This is a continuation of this blog, where I tried to find the most active member of a whatsApp group. Interestingly it turned out to be myself, and I decided to find out the most frequent words used by me. First objective was to filter out only the messages typed by me, and grep is my saviour here.
$cat chat.txt | grep Sreedish
19 Apr 11:32 pm - Sreedish: how long is the course duration
19 Apr 11:32 pm - Sreedish: and timing of classes?
19 Apr 11:33 pm - Sreedish: monday to sunday ?
But this resulted in some unwanted lines where the other members of the group referred to my name, like this:
16 Apr 10:37 pm - Aravind S Chennai: Sreedish is driving
The next objective was to get the messages typed by name. So it needed some more extra parsing of the text.
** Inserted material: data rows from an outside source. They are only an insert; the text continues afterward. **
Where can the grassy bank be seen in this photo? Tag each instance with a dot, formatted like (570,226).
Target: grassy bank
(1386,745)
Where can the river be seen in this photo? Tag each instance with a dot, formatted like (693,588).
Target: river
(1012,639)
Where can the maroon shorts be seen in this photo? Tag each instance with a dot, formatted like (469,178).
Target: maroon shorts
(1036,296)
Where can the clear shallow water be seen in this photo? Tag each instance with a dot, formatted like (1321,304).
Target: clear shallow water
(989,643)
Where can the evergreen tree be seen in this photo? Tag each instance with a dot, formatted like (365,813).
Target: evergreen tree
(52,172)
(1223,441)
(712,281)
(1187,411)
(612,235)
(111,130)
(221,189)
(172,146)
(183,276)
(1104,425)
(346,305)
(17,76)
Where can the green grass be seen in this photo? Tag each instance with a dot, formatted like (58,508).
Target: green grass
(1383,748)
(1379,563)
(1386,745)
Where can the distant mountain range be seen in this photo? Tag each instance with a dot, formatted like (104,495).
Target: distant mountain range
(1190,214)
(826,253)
I made use of the fact that the sender name will be always caught in between a hyphen and a semicolon like this "- Sreedish:" after the time stamp.
$cat chat.txt | awk -F '-' '{print $2}' | awk -F ':' '{if($1 ~ "Sreedish")print $2}'
planning to attend regularly?
how long is the duration?
So splitting the messages by a hyphen and semicolon and making a "if" check for my name was giving me the perfect result that I wanted. I actually verified it by printing $1 instead of $2 in the if block.
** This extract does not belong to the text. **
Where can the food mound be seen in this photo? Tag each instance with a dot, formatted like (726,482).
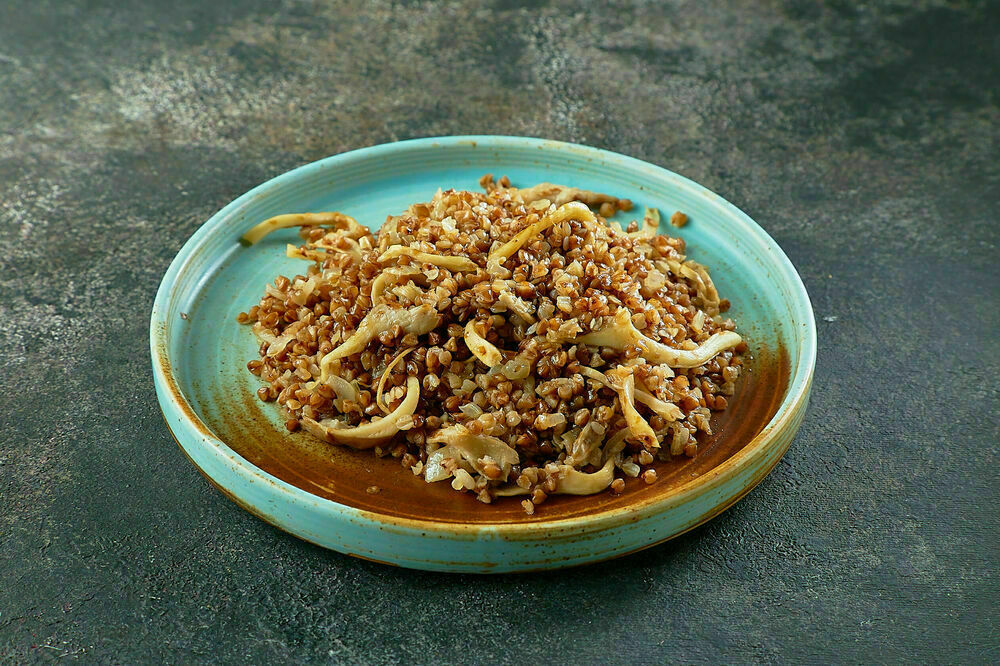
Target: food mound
(513,342)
Next task was to tokenise the sentences to words, so that I can count the occurrences. I had to google to figure out how this can be done, and came across this translate command in Unix. I had seen people using this, but I never used it before. A quick read through man page of "tr" gave me an idea of how powerful this utility is. "tr" copies the standard input to the standard output with substitution or deletion of selected characters. $cat chat.txt | awk -F '-' '{print $2}' | awk -F ':' '{if($1 ~ "Sreedish")print $2}' | tr -cs '[:alnum:]' '\n'
The good this with this command was that, it also stripped out the special characters and injected only the alphanumeric characters into our analysis. All that what remaining was to make a count. and here we go.
But the result still had some problem. 62 times 'i' and 444 times 'I'
62 i
444 I
And at this point i realised the words are coming case sensitive. So one more step to be done to make the tokenised words all to small case.
cat chat.txt | awk -F '-' '{print $2}' |
awk -F ':' '{if($1 ~ "Sreedish")print $2}' |
tr -cs '[:alnum:]' '\n'|tr '[:upper:]' '[:lower:]' |
sort | uniq -c | sort
And it gave me this "506 i" and this was exactly I wanted. And the top words of total word count were
137 will 140 are 149 of 164 it 235 for 236 jith 241 a 242 in 263 the 272 to 295 and 342 is 410 you 506 i
Most of these words are stop words and can be easily filtered out by a "grep -v", which should give more meaningful insights about the frequent words.
ps: Another interesting thing that can be done on top of this is stemming and Porter stemmer is one very easy stemmer.